Critical Language Scholarship 

  • Caren Teague ’23 | English 

DAAD-RISE Professional Summer STEM Fellowship 

  • Kayla Flanders ’23 | Chemical Biology

Fulbright English Teaching Assistant (ETA) 

  • Raeghan Smith ’21, ’22 (MS) | International Relations (BS) and Public Policy (MS) (Bosnia-Herzegovina Semifinalist) 

Future Nobel Laureate Scholarship 

  • Maddie DeMarco ’22, ’23 (MS) | Political Science (BS) and Public Policy (MS)

 Meddeas Language Assistant Program 

  • Ashley Damaia ’23 | Elementary Education (Pre K-4)

National Science Foundation Graduate Research Fellowship 

  • Kara Moulton ’23 | Chemistry 

Teaching Assistant Program in France 

  • Claire Dragwa ’23 | Secondary Education and French


University Named Top U.S. Fulbright Producer

Graphic on white and red background that reads "U.S. student program top producer 2022-2023 Fulbright Program"

Saint Joseph’s is also the only Philadelphia university to have been recognized in the master’s institutions category. 

For the third time in University history, Saint Joseph’s has been named a Top Producing Institution of U.S. Fulbright Students by the U.S. Department of State’s Bureau of Educational and Cultural Affairs. This recognition is given to the U.S. colleges and universities that had the highest number of applicants selected for the Fulbright U.S. Student Program.
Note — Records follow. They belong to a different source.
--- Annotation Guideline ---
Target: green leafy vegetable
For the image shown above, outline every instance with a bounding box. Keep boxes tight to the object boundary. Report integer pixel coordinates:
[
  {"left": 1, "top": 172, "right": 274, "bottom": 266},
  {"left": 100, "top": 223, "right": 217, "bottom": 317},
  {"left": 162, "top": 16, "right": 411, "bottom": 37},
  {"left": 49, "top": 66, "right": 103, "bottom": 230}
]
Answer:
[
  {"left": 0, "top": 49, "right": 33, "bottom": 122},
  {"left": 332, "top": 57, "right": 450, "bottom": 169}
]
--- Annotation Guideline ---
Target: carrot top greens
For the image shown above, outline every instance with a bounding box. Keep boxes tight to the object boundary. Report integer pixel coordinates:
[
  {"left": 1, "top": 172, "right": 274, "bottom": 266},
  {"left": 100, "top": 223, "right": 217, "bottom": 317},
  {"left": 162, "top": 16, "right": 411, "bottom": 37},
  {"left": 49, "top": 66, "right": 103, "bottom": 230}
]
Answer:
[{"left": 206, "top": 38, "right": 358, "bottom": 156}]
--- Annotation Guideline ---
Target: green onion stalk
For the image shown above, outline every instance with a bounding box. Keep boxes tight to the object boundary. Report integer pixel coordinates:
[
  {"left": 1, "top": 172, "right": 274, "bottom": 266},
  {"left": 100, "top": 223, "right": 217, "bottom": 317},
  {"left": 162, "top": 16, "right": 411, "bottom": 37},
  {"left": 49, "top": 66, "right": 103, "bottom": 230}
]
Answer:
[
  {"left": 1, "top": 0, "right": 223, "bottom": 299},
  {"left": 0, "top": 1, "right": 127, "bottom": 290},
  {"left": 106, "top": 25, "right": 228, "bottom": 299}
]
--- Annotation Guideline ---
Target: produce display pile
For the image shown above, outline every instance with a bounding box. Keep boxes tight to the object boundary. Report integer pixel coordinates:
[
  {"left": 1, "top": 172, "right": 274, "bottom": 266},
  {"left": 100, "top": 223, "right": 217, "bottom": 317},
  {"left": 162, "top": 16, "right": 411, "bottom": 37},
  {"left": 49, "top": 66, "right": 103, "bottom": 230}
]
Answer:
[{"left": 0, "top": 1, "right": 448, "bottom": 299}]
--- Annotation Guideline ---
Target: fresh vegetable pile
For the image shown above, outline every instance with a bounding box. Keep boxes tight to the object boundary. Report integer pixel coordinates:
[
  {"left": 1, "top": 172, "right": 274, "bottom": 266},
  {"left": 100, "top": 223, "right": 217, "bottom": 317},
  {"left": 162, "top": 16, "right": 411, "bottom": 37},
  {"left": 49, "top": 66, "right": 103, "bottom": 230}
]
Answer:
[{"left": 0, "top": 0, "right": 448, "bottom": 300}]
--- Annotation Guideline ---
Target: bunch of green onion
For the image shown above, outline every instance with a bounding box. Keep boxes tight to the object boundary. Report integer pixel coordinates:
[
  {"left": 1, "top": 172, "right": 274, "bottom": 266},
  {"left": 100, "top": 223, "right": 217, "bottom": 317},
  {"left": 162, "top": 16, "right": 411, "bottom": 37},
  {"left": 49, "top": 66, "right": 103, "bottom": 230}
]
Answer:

“The education we offer is designed to foster an appreciation for the larger world and kindle a desire to make a positive impact,” says Saint Joseph’s President Cheryl A. McConnell, PhD. “The Fulbright Program is one critical avenue to launch our graduates into that world.” 

The education we offer is designed to foster an appreciation for the larger world and kindle a desire to make a positive impact. The Fulbright Program is one critical avenue to launch our graduates into that world.”

- Cheryl A. McConnell, PhD


Since its inception in 1946, more than 400,000 people have participated in the Fulbright Program. One of those awardees is alumna Elkanah Linder USP ’15, USP ’21 (PharmD), who returned to campus this fall to talk about her experience in Sweden.

“Fulbright introduced me to life in a new country, a new culture and a new language. At the same time, it has led to opportunities to continue working with research and educational initiatives relating to the environmental impact of pharmaceuticals in both Swedish and international settings,” says Linder.